Has it gone up to $45?  I thought it was $35.  Oh well, whichever it is, I'll pay it, especially with Amazon coming on board with library lending some time this year.

Can someone explain exactly was Open ePub Books are?  Does this mean no DRM?  So if you wanted to read one of these on your Kindle, you would hae to convert it first, right?


----------



## Meemo (Oct 27, 2008)

PG4003 (Patricia) said:


> Has it gone up to $45? I thought it was $35. Oh well, whichever it is, I'll pay it, especially with Amazon coming on board with library lending some time this year.
> 
> Can someone explain exactly was Open ePub Books are?
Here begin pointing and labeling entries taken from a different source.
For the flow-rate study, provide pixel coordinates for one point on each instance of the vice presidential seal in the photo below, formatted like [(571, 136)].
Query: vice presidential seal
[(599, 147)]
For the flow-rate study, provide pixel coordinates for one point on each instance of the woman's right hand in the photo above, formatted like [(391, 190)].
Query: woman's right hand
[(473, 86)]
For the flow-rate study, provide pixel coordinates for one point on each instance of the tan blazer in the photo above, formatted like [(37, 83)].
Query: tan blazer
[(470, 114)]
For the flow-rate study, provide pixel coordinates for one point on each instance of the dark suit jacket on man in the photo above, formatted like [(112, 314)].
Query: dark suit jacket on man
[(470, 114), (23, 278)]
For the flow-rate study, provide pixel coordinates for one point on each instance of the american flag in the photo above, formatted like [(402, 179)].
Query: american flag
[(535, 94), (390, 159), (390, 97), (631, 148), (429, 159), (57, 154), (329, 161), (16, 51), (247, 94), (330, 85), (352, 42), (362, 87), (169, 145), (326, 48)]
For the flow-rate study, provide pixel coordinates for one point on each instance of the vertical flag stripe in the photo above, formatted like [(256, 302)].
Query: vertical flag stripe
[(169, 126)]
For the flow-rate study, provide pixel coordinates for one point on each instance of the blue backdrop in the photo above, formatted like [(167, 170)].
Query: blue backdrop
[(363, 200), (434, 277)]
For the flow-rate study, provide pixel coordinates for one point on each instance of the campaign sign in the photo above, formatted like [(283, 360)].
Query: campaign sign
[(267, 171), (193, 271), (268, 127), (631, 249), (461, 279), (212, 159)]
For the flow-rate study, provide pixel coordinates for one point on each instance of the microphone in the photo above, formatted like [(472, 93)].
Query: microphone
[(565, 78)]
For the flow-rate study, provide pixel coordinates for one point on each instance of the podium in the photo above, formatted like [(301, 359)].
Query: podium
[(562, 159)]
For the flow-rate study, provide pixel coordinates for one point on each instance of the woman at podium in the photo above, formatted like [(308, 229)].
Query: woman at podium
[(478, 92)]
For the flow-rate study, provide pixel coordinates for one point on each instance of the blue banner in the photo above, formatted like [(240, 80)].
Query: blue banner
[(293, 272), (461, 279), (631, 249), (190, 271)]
Does this mean no DRM? So if you wanted to read one of these on your Kindle, you would hae to convert it first, right?


Still says $35 on the website.

Yep, Open ePub means no DRM - and you could use Calibre to convert them for Kindle.


----------



## Bren S. (May 10, 2009)

So the $35 fee is a per year fee?


----------



## Meemo (Oct 27, 2008)

Yep, $35/year - it was $15/year last year when I joined - come August I'll need to decide whether to renew at $35/year.


----------



## luvshihtzu (Dec 19, 2008)

I updated my opening post.  I just re-cehecked and it is $35 per year now for an out of area membership to Philadelphia Free Library.  All I can figure is that there was a mistake on their part when they posted $45 and then they changed it.  Or maybe they realized that at $45, not too many people were going to sign up.  $35 is much more reasonable and I did think their $15 was too low for what they were offering.  It is still a big bargain at $35 when you read as much as the people in this group does.


----------



## PG4003 (Patricia) (Jan 30, 2010)

I agree, I think $35 a year for what they offer is very reasonable.  I won't hesitate to renew mine.


----------



## Bren S. (May 10, 2009)

I was wondering how long it took for everyone's library card to arrive once you sent for it?


----------



## PG4003 (Patricia) (Jan 30, 2010)

Sugar said:


> I was wondering how long it took for everyone's library card to arrive once you sent for it?


It took about 2 weeks for me to get mine. I kept watching for my check to clear, and then several days after that I sent them an email. They then emailed me my library card number, and the actual card arrived a few days after that.


----------



## Meemo (Oct 27, 2008)

About two weeks seems to be pretty much the standard.


----------